Instead of an empty, blank, 3D grid, putting a mass down causes what would have been ‘straight’ lines to instead become curved by a specific amount. In General Relativity, we treat space and time as continuous, but all forms of energy, including but not limited to mass, contribute to spacetime curvature. For the first time, we can measure the curvature at Earth’s surface, as well as how that curvature changes with altitude. (CHRISTOPHER VITALE OF NETWORKOLOGIES AND THE PRATT INSTITUTE)

Ask Ethan: How Can We Measure The Curvature Of Spacetime?

It’s been over 100 years since Einstein, and over 300 since Newton. We’ve still got a long way to go.

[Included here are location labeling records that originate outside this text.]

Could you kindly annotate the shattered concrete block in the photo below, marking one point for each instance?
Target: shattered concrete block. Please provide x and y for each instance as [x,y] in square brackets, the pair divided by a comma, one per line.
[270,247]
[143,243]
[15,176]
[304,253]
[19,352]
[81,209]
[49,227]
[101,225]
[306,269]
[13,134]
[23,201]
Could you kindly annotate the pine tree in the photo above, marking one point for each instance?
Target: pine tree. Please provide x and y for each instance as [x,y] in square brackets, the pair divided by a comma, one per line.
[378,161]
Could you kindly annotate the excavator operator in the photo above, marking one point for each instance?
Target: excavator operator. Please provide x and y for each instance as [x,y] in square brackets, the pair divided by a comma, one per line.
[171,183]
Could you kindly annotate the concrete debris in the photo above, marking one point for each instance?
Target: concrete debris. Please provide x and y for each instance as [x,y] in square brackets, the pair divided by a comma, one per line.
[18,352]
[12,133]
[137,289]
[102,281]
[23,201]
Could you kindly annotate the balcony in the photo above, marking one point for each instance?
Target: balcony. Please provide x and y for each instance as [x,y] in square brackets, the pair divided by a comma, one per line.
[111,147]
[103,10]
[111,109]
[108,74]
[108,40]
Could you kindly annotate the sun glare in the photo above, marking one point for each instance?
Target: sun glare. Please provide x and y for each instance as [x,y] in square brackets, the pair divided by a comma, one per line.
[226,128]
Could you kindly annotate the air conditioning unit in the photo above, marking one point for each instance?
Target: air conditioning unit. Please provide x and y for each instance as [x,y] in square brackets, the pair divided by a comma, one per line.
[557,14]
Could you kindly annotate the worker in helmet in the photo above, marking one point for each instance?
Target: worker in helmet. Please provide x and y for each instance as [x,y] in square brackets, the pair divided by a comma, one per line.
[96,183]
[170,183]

From measuring how objects fall on Earth to observing the motion of the Moon and planets, the same law of gravity governs the entire Universe. From Galileo to Newton to Einstein, our understanding of the most universal force of all still has some major holes in it. It’s the only force without a quantum description. The fundamental constant governing gravitation, G, is so poorly known that many find it embarrassing. And the curvature of the fabric of spacetime itself went unmeasured for a century after Einstein put forth the theory of General Relativity. But much of that has the potential to change dramatically, as our Patreon supporter Nick Delroy realized, asking:

Can you please explain to us how awesome this is, and what you hope the future holds for gravity measurement. The instrument is obviously localized but my imagination can’t stop coming up with applications for this.

The big news he’s excited about, of course, is a new experimental technique that measured the curvature of spacetime due to gravity for the first time.